Embedded images in workshop notes

The workshop notes can include embedded images. Place the image in the same directory as the Markdown file and use appropriate Markdown syntax to embed it.

  ![Screenshot](./screenshot.png)

Using HTML for more complex formatting

As with many Markdown parsers, it is possible to include HTML markup. This could be used to render complex tables, or could also be used in conjunction with Javascript, to add conditional sections based on the values passed in using the interpolated values. Note that any such Javascript is executed in the browser, not on the server.

Defining additional build and runtime steps

As when creating a custom terminal image using the S2I build process, you can define an executable shell script .workshop/build to specify additional steps to run. This can be used to check out Git repositories and pre-build application artifacts for anything used in the workshop. Similarly, a .workshop/setup script can be included to define steps that should be run each time the container is started.

Coming up next, deploying the full workshop

This post provides a rough guide on how to add workshop notes to the image when using the dashboard image in an S2I build. How to deploy the dashboard image for a multi user workshop is similar to what was described previously, you just need to supply the custom dashboard image instead of the custom terminal image.

Deploying a multi user workshop where the users are known in advance by virtue of performing user authentication against OpenShift, isn't the only way that JupyterHub could be used to create a workshop environment.

In the next post we will revise how to deploy the multi user workshop using the custom dashboard image and the existing JupyterHub deployment, but we will have a look at an alternate scenario as well.

This scenario is where you accomodate anonymous users, where they are given an ephemeral identity in the cluster using a service account, along with a temporary project namespace to work in that is automatically deleted when they are done.

Wednesday, January 2, 2019

Dashboard combining workshop notes and terminal

The workshop environment described so far in this series of posts only targeted the problem of providing an in browser interactive terminal session for workshop attendees. This approach was initially taken because we already had a separate tool called workshopper for hosting and displaying workshop notes.

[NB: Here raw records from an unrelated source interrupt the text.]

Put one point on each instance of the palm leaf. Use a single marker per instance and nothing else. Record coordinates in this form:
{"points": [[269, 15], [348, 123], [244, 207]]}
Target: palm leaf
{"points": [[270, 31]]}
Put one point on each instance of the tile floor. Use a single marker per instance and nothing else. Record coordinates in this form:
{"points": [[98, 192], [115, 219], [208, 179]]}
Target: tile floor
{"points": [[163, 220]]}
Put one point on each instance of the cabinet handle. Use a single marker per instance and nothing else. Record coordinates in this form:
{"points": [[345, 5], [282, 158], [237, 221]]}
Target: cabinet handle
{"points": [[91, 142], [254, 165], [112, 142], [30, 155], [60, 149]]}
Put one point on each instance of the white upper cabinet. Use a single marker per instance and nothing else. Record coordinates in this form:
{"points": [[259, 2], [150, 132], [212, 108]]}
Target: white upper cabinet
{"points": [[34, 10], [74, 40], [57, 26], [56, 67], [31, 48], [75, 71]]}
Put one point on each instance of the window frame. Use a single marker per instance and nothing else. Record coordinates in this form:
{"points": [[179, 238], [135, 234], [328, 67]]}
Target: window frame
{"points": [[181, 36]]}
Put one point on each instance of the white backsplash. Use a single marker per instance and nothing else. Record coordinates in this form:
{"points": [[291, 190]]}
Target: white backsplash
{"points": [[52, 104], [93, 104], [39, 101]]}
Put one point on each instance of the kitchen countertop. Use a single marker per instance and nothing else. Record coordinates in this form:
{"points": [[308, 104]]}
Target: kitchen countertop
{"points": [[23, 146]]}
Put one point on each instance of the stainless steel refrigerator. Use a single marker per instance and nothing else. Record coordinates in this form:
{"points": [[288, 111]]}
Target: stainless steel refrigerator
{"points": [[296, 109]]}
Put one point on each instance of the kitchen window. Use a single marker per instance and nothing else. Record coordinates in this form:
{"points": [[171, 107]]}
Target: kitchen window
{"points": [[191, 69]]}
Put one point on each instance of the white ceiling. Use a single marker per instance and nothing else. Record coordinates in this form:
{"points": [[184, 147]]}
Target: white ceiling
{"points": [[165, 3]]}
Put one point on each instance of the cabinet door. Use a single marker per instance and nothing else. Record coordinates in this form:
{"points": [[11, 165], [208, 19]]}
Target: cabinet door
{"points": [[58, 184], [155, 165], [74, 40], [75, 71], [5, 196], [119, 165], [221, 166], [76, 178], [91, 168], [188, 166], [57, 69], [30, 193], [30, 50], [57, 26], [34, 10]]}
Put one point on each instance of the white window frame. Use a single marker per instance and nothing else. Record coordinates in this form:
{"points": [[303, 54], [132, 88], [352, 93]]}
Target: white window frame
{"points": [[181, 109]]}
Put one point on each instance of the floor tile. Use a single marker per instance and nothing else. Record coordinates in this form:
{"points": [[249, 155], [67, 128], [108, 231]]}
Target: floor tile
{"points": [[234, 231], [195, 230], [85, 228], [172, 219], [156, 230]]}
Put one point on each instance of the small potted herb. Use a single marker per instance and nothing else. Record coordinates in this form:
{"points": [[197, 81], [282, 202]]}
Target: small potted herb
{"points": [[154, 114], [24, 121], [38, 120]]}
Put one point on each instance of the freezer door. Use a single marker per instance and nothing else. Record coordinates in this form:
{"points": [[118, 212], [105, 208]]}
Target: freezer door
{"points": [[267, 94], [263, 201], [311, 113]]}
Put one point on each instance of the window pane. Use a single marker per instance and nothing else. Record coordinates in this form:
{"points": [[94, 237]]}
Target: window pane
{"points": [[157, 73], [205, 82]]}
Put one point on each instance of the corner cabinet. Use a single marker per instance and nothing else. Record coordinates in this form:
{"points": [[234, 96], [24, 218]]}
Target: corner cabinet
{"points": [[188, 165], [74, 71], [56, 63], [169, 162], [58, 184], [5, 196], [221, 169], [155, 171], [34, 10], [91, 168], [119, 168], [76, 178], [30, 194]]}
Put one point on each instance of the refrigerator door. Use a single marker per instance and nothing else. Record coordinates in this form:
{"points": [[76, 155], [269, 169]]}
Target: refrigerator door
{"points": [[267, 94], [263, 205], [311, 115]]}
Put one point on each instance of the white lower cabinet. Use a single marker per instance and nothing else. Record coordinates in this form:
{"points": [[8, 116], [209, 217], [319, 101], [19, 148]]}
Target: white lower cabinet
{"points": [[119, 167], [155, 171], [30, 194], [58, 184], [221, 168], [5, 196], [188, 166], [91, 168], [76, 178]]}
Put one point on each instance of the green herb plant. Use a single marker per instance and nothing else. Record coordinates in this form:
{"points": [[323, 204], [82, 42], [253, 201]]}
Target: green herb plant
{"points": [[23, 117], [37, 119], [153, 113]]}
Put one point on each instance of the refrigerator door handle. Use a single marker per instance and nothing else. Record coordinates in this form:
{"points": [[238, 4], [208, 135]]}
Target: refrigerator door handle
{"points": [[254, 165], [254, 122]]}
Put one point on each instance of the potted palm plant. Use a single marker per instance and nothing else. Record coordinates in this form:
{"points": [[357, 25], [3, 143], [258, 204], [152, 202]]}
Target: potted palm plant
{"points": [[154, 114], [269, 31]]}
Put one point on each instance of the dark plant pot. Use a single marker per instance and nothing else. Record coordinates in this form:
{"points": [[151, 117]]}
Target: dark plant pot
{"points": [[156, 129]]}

I didn't want to try and modify the existing workshopper tool as it was implemented in a programming language I wasn't familiar with, plus starting with it would have meant I would have had to extend it to know about user authentication, as well as add the capability to spawn terminals for each user which would be embedded in the workshopper page.

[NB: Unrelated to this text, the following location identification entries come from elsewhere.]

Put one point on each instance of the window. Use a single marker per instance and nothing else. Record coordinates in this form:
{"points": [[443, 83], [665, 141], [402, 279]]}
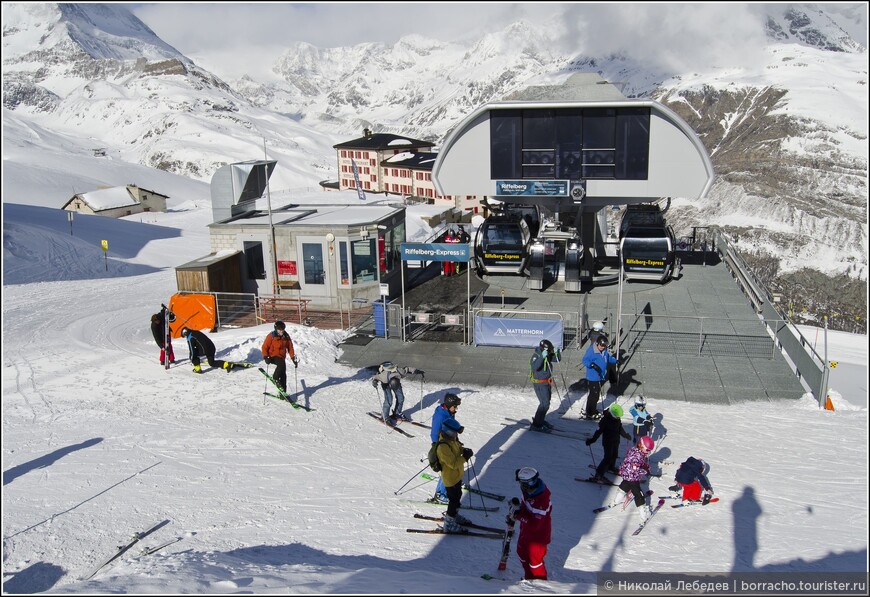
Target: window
{"points": [[312, 264], [570, 143], [363, 260], [256, 265]]}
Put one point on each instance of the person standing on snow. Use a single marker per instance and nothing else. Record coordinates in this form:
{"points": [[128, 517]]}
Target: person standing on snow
{"points": [[643, 422], [390, 378], [596, 361], [691, 477], [444, 411], [160, 331], [634, 469], [275, 349], [200, 346], [541, 375], [452, 456], [609, 428], [534, 515]]}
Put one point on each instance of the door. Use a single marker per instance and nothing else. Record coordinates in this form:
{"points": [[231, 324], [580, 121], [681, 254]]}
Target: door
{"points": [[314, 275]]}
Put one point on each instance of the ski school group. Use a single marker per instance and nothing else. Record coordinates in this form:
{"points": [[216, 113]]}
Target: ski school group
{"points": [[449, 457]]}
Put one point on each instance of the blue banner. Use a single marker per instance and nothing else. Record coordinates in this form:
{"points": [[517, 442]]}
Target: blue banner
{"points": [[503, 331], [532, 188], [435, 252]]}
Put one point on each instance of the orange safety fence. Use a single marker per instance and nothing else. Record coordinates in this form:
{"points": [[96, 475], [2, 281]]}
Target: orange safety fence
{"points": [[194, 311]]}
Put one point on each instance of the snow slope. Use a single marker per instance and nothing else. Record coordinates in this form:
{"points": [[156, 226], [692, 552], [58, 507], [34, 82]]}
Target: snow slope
{"points": [[99, 441]]}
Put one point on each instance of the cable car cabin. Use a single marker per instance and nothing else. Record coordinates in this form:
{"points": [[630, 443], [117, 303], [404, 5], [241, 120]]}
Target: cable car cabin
{"points": [[648, 253], [501, 245]]}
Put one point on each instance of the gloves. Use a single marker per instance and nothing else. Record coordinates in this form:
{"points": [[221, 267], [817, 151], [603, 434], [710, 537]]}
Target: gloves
{"points": [[513, 508]]}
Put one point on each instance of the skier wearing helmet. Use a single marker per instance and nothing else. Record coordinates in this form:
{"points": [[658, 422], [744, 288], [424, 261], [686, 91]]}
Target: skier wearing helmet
{"points": [[444, 411], [691, 477], [534, 514], [643, 422], [609, 429], [541, 375], [634, 470], [276, 347], [596, 360], [390, 378], [201, 347]]}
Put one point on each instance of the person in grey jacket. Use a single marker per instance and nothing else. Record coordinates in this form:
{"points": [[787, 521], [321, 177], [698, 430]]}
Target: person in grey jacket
{"points": [[390, 378]]}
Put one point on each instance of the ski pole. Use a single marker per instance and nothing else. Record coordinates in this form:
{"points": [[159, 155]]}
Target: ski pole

In the interests of trying not to complicate things and create too much work for myself, I therefore went the path of keeping the per user terminal instances completely separate from the existing tool. Now that I have deployment of terminals for multiple users working using JupyterHub as the spawner, what can be done about also hosting the workshop notes in a combined dashboard view.

Self contained workshop in a container

There are a couple of different approaches I have seen used to create these dashboard views which combine workshop notes with a terminal.

The first way, is to have a single common web site which provides the workshop notes. A user would visit this web site, going through a login page if necessary. Once they have been assigned an identifier, a backend instance for the terminal would be dynamically created. The common web site would embed the view for that terminal in the dashboard for that user, along with the workshop notes.

The second way, has the common web site only be a launchpad, with it dynamically creating a backend instance which hosts a web application which provides both the workshop notes and the terminal. That is, each user has their own instance of the application hosting the workshop notes, rather than it being provided by a single frontend application.

In both cases, depending on what the training system was for, the backend could have used a virtual machine (or set of virtual machines) for each user, or it could have used containers hosted on some container platform.

Whatever they use, these were always hosted services and the only way to do the workshop, was to go to their service.

When we run workshops, we don't have an always running site or infrastructue where someone wanting to do the workshop could go. We would host the workshop notes and terminals in the one OpenShift cluster where workshop attendees are also running the exercises for the workshop. When the workshop was over, the OpenShift cluster would be destroyed.

At the end of the workshop, we would inevitably be asked, how can I go through the workshop later, or can I share the workshop with a colleague so they can do it. Because it was an ephemeral system, this wasn't really possible.

One of the goals I had in mind in coming up with what I did, was the idea that everything you needed was self contained, with the container image being the packaging mechanism. So although we might run a multi user workshop and use JupyterHub as a means of spawning each users environment with the interactive terminal, you weren't dependent on having JupyterHub.

You have already seen this play out where I showed how you could deploy the terminal image standalone in an OpenShift cluster of your own, without needing JupyterHub. The only thing missing right now is including the workshop notes and way to view it in that same image.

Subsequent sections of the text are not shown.